I have not been to Cobb’s Hill since last summer, when I returned to Rochester for a wedding. I was with A. We had each flown in from the larger cities where we lived and we were restless in our quiet town after each event ended. It was an Indian wedding; you had to pace yourself. We found ourselves on one of those nights parking on Highland after driving around and then hiking up the drive. Red radio tower lights blinking in the distance. It took on the quality of a date or of high school only after we began walking.
Sitting on our hill looking out at our city, we talked, the way you talk when you are looking at a skyline—any skyline, and it is warm enough, a particular kind of warm, which is not too hot, not humid, not anything but enough to make you glad that your skin is the only layer between you and the world, heat-lightning in the distance, talking too much to people you don’t know well enough. But no one is listening to anyone too closely. Overtalking. This was seventeen again. We listened to the sound of our own voices, heard them cross each other. We leaned into each other.
When my parents were young, when they were new transplants to this country, they brought their young children, my brother and me, to Cobb’s Hill. And summer and fall evenings we would chase each other around the reservoir and race each other down the hill. My parents and their good friends, a childless couple, kind but frozen in that way of people without kids, would walk patiently, their after-dinner digestive. I always looked for the roof of the house with eight chimneys. As though I had a tic, I would count all eight and wonder the same thoughts: Who lives there? How can you have eight chimneys? The house was one of many talismans for me, landmarks in the two or three miles of this city I still recognize as mine. The sky was a faint pink-purple and you could even see the top of our high school from that hill. Now it surprises me to consider how many other people to whom that park must belong. I rarely went to the non-reservoir side of the park, where there are basketball courts and fountains and tennis courts. I don’t play tennis. For me, Cobb’s Hill is the reservoir, is the scrubby patch of pines and the clearing where people practice tai chi, is the cement structure, house-like, at the top where people sit with their kids or their lovers. And it is the hill we sled down or sat by for kissing. At the top, we’d always pause to look at the view. We would sit on the steps leading down from the pavilion and the gatehouse that looks like Greek or Roman ruins—something classical about the architecture, something dignified—though these columns were built in the 1900’s and they are not in ruins. Cobb’s Hill felt like my backyard, the corner of the city and the suburbs, an intersection, a line. It was where we learned to drive, where we ran sprints in track practice. If you run again and again up and back the same hill, you lose your breath.
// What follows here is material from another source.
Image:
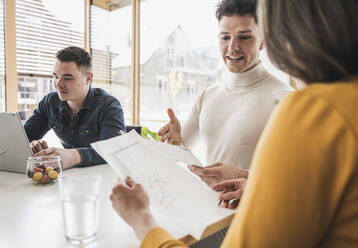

Pausing at the foot of the hill, hands resting on your hips, you will look at the row of pine trees instead of the skyline, because that is what you can see, and you will begin to belong to a place and it will belong to you.
That summer night, I was walking with A. We strolled and paused behind a Canadian goose, which wasn’t able to fly, but just squawked in dismay to another goose, its friend, floating on the reservoir. It walked in front of us on the circular pavement path surrounding the water, flapping its wings and hopping. And it was something, watching an animal that was never going to make it, this bird who had stopped being able to fly, and would not make it over the iron fence and what was going to happen to it; and we were walking in the perfect night air and though we liked each other and talked, we were back somehow in high school, powerless, driving around looking for a pizza place open past eleven. We were never to kiss. We were only to look at the dark water, only to talk around and at, to nod at the three other people who were there on the hill at night, to stop a moment to lean into the bars around the reservoir and then to resume walking. He chased after it a bit—we wondered if we could scare it into flying. Startle it. It didn’t seem right for a tall bird to be walking in front of us like a woman in shorts, exercising.
At the wedding, while waiting to get a drink at the bar, A and I had suddenly realized that almost everyone we had grown up with, and almost everyone there, was married. We were in our thirties, but it still surprised us. A lives in San Francisco. I live in New York. In those places we are single and not merely odd.
I can see, at Cobb’s Hill, my seventeen year-old self with B before our first date. We were going to dinner at a place his mom had recommended, and it was spring but still cold. He picked me up at my house and we stopped briefly at Cobb’s Hill to look at the sunset. And I am nineteen, running down the hill the night we both knew it would never work out, and then in my early twenties with C and he had brought a bottle of white wine and two glasses. He was always scaring me because he wanted to talk about things I didn’t want to talk about. It was winter again (it was nearly always winter then in Rochester) and when we got out of the car B was there with his girlfriend. So we drank that wine and talked but we also got out of the car and went sledding. It was a steep hill—and you could spill right out into traffic on Monroe—but that and the stories of people who had been paralyzed—they never stopped us. I shared a sled with B’s girlfriend, one like me, whom he did not marry. I only remember that she had dark hair and one of us must have held onto the other in order to stay in the sled. B and C liked each other, too; we went out for beers once or twice at Rohrbachs.
A is for animal, B is for boy. We, all of us, were in our early twenties then. Who knew how any of it was going to turn out? We were young, each pair of us an animal. We were ourselves, fledgling: birds who would never lift off, never rise.